Tungsten salts were used in the 19th century to dye cotton and to make fire-retardant stage costumes. Additionally, in the 19th century, tungsten sulfides were sparingly used as lubrication for machining. Wolframite is also used to make tungstic acid, which is used in the textile industry.

A major modern-day use of tungsten is as a catalyst for various chemical reactions. One such catalytic use of tungsten is as a hydrocracking catalyst, which is used to improve the yield of organic components such as gasoline in hydrocarbon refinement, as well as reducing harmful pollution and byproducts. Another catalytic use of tungsten is as a De-NO_{X} catalyst, which is used in the treatment of nitrogen oxide emissions to convert harmful nitrogen oxides into inert N_{2} gas.

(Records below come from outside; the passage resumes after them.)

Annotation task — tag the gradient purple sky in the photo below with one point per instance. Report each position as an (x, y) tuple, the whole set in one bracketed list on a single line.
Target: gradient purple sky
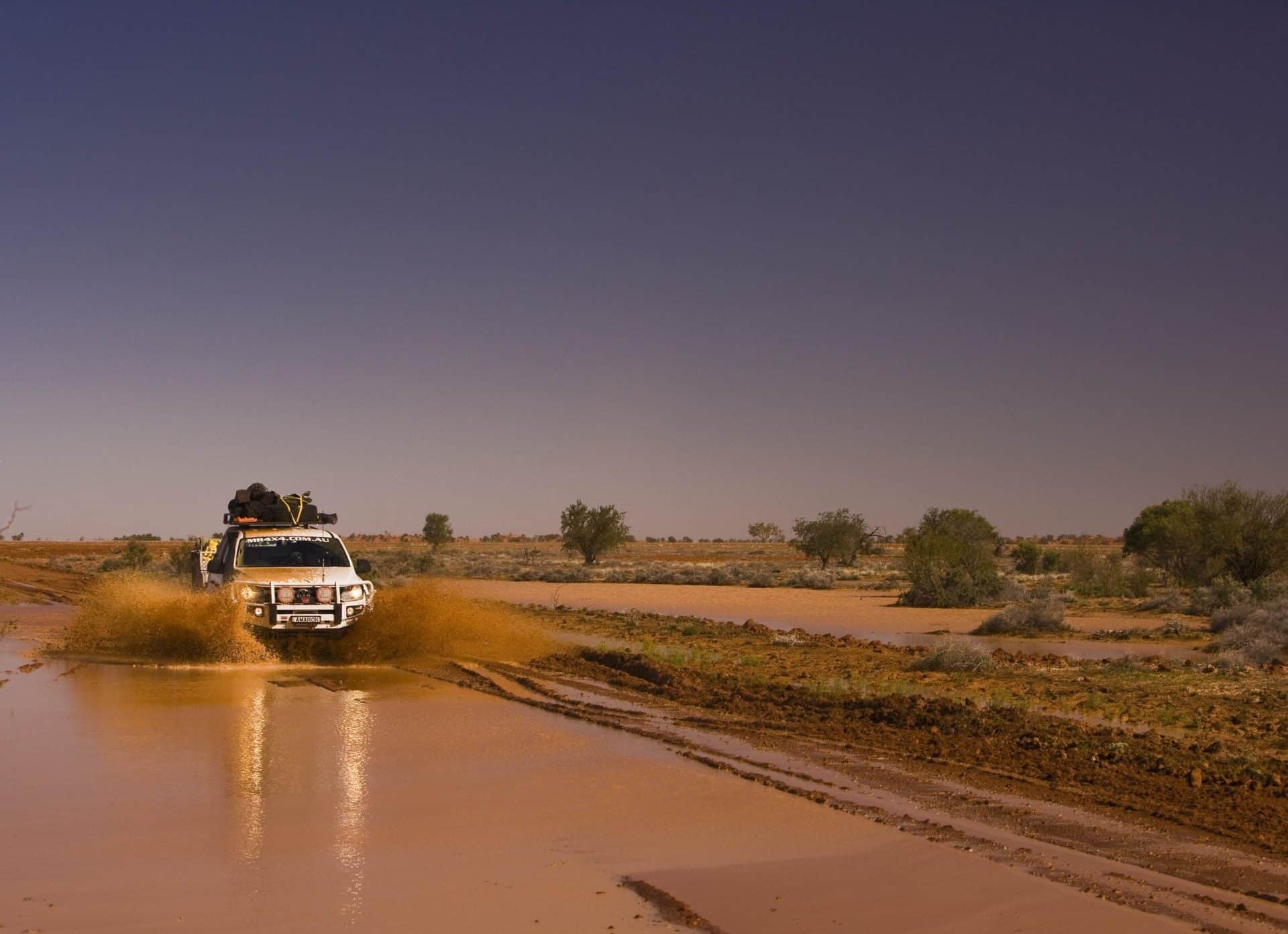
[(712, 263)]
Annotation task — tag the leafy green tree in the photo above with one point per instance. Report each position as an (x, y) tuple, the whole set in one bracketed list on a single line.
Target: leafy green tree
[(438, 529), (1169, 537), (1214, 532), (765, 532), (1028, 557), (1246, 532), (950, 560), (593, 530), (839, 536)]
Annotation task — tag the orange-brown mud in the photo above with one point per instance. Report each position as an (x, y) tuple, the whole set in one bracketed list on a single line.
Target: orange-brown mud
[(137, 617), (711, 777), (844, 611), (239, 799)]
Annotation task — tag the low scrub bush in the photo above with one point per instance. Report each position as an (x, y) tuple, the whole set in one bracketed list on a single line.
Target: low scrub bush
[(1030, 618), (1224, 593), (955, 655), (1167, 601), (1106, 575), (813, 581), (1252, 633)]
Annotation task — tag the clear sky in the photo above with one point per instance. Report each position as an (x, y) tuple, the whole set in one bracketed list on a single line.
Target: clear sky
[(712, 263)]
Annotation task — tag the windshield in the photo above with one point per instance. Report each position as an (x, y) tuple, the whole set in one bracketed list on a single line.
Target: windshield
[(291, 551)]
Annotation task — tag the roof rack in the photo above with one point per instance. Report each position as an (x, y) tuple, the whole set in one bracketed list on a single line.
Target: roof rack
[(252, 522)]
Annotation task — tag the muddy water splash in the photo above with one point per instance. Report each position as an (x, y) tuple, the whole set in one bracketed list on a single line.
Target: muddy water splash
[(137, 617)]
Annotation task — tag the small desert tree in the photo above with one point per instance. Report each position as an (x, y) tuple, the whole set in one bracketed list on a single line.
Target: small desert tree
[(136, 556), (765, 532), (1167, 537), (1028, 557), (13, 518), (1214, 532), (438, 529), (593, 530), (837, 536), (949, 557)]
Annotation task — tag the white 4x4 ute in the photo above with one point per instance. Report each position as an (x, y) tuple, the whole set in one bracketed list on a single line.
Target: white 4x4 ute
[(290, 578)]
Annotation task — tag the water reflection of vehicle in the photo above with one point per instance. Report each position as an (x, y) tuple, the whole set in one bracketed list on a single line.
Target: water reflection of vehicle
[(290, 578)]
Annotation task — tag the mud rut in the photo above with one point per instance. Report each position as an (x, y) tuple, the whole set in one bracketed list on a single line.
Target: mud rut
[(1163, 869)]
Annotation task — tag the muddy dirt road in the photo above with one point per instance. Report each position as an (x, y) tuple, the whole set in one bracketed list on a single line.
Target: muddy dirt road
[(158, 799)]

Another modern-day use of tungsten is as a lubricant, like molybdenum disulfide (MoS_{2}). Tungsten disulfide (WS_{2}) is a lubricant with a dynamic coefficient of friction of ~0.03. Tungsten disulfide can be used at temperatures of 583 °C and 1316 °C in air and vacuum, respectively. These characteristics allow this lubricant to operate in extreme conditions.

Wolframite was considered to be a conflict mineral due to the unethical mining practices observed in the Democratic Republic of the Congo during the Congo Wars.